Hon. G. Heyman: Clearly, it might make sense that there be a more formal relationship, but the decision to establish the foundation under the Societies Act was one made by the previous government. That in fact took place. They are now governed by the Societies Act.
It’s inappropriate for government or the ministry to interfere with the operations of an independent society. The only constraint would be if they failed to meet their legal obligations under the Societies Act. Having said that, the functional relationship is good. There is communication.
Obviously, I think, at this point, the foundation and the ministry understand that things will work best when the objectives are aligned. I think the foundation understands that acquisitions that they are considering make the most sense if they’re aligned with the objectives of B.C. Parks.

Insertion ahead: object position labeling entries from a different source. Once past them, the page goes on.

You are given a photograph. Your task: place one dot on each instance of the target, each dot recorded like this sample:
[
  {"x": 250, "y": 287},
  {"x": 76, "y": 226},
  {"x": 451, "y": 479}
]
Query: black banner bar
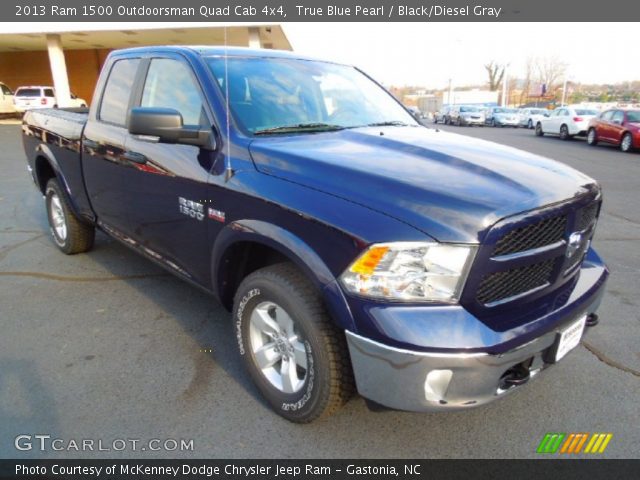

J. Sturdy: Is the minister aware if there are any acquisitions that are being considered?
Hon. G. Heyman: I understand why the member has an interest, but it would be inappropriate for us to comment on the internal considerations of the independent society. There are all kinds of reasons why we should be cautious about doing that.
J. Sturdy: I understood that ongoing revenue generated from licence plates, at least in part, was to be going to the foundation. Is that an accurate recollection, in my case?
Hon. G. Heyman: The licence plate revenue goes to the park enhancement fund, not the Parks Foundation.
J. Sturdy: Perhaps, then, we could go into that a little bit. I understand that, certainly last year, the sales of those licence plates were far in excess of what was anticipated. Is there any more current data, in terms of what those sales have been, what they remain, and what they’re forecasted to be, going forward?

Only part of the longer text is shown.